Os restos desses corpos celestiais desaparecidos são escassos, mas ainda existem vestígios. Astrônomos não esperavam encontrar evidências de um protoplaneta em um meteorito como o NWA 12774. Descoberto em 2019, o NWA 12774 é um angrita, um dos tipos mais antigos de rochas vulcânicas formadas durante a era inicial do sistema solar, há cerca de 4,56 bilhões de anos. Eles também são muito raros. Dos aproximadamente 80.000 meteoritos descobertos na Terra até agora, apenas 68 são angritas.

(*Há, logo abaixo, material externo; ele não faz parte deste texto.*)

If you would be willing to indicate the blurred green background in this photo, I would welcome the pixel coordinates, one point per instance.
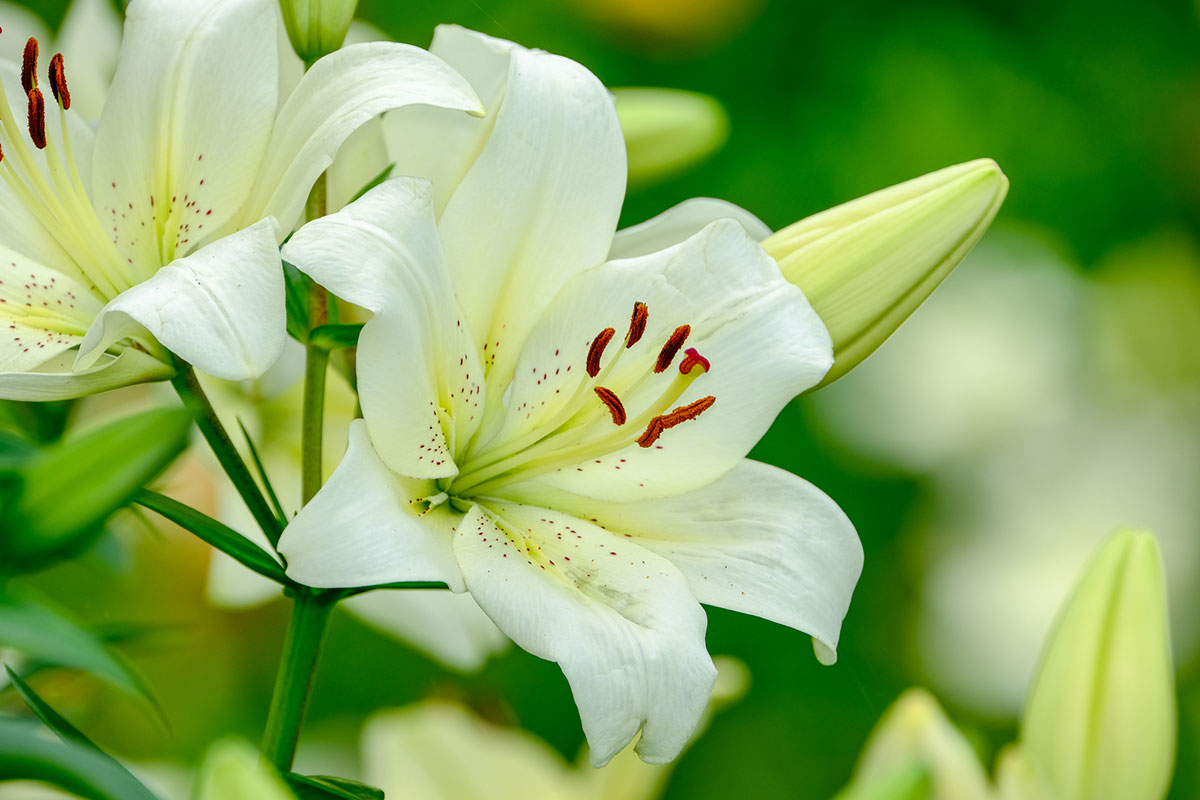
(1093, 112)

Diferentemente dos planetas rochosos como Marte e a Terra, os angritas não contêm muito dióxido de silício. Por causa disso, os astrônomos sempre assumiram que os angritas originaram-se em asteroides com no máximo cerca de 124 milhas de largura. O NWA 12774 desafia essa teoria.

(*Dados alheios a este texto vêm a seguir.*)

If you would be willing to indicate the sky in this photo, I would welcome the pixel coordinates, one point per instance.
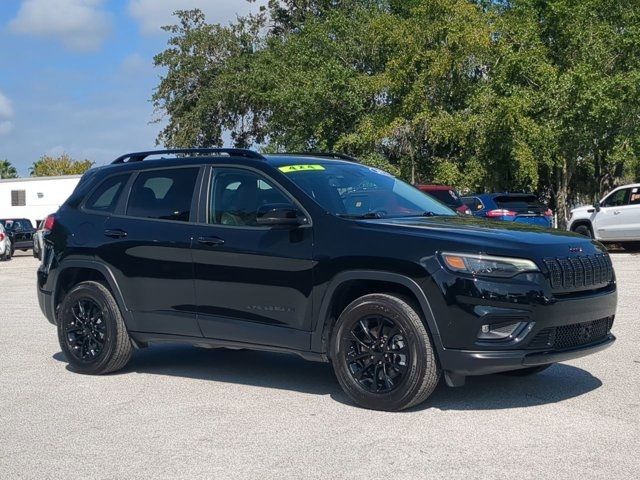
(76, 76)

Enquanto analisavam o meteorito, pesquisadores da Universidade de Colorado Boulder detectaram clinopiroxeno, um cristal mineral que existe em toda a crosta e o manto terrestres. O clinopiroxeno do NWA 12774 também era rico em alumínio, o que indica formação sob pressões massivas subterrâneas. A equipe calculou as condições necessárias para criar um angrita como o NWA 12774 e concluiu que eram necessários pelo menos 17,5 quilobares de pressão. Para comparação, a pressão experimentada no fundo da Trench de Mariana, que tem cerca de 35.875 pés de profundidade, mal chega a um quilobar.

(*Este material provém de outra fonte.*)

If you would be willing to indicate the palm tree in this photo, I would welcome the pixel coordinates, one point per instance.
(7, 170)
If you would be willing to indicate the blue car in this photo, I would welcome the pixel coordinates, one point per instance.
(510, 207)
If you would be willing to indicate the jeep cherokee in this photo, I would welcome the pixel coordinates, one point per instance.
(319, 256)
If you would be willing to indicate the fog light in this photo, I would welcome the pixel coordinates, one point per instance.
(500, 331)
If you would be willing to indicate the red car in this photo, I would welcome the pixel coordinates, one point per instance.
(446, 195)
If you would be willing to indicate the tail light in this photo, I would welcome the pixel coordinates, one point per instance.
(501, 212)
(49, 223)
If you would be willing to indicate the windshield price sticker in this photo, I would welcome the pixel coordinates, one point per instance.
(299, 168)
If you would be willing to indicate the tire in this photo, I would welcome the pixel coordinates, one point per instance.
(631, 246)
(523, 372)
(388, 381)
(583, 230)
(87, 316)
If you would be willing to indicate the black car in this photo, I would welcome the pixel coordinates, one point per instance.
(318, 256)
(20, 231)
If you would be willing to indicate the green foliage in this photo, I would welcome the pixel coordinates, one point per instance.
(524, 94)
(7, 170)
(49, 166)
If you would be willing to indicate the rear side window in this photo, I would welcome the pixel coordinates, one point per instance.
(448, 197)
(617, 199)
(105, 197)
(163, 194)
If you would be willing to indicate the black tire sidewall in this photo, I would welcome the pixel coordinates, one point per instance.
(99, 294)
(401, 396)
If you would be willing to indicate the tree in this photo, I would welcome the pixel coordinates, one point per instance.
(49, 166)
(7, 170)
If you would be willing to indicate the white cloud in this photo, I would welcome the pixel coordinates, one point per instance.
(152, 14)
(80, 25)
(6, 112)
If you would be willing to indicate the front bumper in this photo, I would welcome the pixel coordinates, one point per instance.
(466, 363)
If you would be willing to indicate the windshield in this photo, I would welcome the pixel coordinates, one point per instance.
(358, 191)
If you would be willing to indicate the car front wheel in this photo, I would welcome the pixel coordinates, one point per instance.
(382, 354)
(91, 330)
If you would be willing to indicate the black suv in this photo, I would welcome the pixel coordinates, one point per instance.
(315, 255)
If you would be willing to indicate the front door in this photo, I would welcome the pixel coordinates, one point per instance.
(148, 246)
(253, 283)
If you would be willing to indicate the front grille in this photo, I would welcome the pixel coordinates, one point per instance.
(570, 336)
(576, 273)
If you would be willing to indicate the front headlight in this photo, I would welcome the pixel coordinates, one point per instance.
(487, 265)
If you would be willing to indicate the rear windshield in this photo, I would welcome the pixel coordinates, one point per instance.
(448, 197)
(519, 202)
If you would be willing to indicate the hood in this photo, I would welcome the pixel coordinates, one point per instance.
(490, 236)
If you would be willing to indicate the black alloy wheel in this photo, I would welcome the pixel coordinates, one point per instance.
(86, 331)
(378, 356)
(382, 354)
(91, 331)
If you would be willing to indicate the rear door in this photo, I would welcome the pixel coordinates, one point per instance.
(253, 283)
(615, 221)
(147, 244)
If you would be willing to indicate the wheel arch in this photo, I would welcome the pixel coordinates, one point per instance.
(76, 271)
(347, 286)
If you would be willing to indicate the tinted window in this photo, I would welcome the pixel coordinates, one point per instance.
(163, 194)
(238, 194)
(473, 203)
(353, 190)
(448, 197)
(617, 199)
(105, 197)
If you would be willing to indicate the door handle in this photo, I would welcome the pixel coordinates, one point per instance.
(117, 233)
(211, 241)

Asteroides pequenos simplesmente não possuem as condições necessárias para gerar uma rocha como o NWA 12774. Além disso, as bordas cristalinas afiadas do angrita indicam que ele se formou em profundidades comparativamente rasas em seu corpo hospedeiro. Com base em todos esses fatores, os astrônomos agora acreditam que o NWA 12774 pertenceu a um jovem protoplaneta com um raio entre 621 e 2.050 milhas. Isso significa que, em vez de um asteroide, o angrita pode ter existido dentro de algo tão grande quanto Marte.
“É incrível pensar que houve um mundo deste tamanho”, disse Aaron Bell, cientista da Terra da UC Boulder e coautor do estudo, em um comunicado. “Só sabemos que ele existiu porque alguns fragmentos dele aconteceram de cair na Terra. Esses meteoritos preservaram evidências de um caminho completamente diferente através do qual os planetas iniciais se desenvolveram.”
Embora não esteja claro como o protoplaneta encontrou seu fim, uma colisão entre habitantes iniciais do sistema solar é definitivamente uma possibilidade. Independentemente disso, as implicações são enormes para a compreensão dos astrônomos sobre a história de nosso bairro cósmico.
“Os materiais que formaram o corpo parental do angrita são fundamentalmente diferentes dos ingredientes da Terra e de Marte”, explicou Bell. “Isso aponta para um caminho distinto e separado na formação planetária na história inicial do nosso sistema solar.”\
Essa descoberta proporciona uma visão fascinante sobre a evolução do nosso sistema solar, reforçando a ideia de que a formação planetária é um processo complexo e diversificado. Segundo a Popular Science, o NWA 12774 oferece uma janela única para entender melhor a dinâmica cósmica que moldou nosso sistema solar.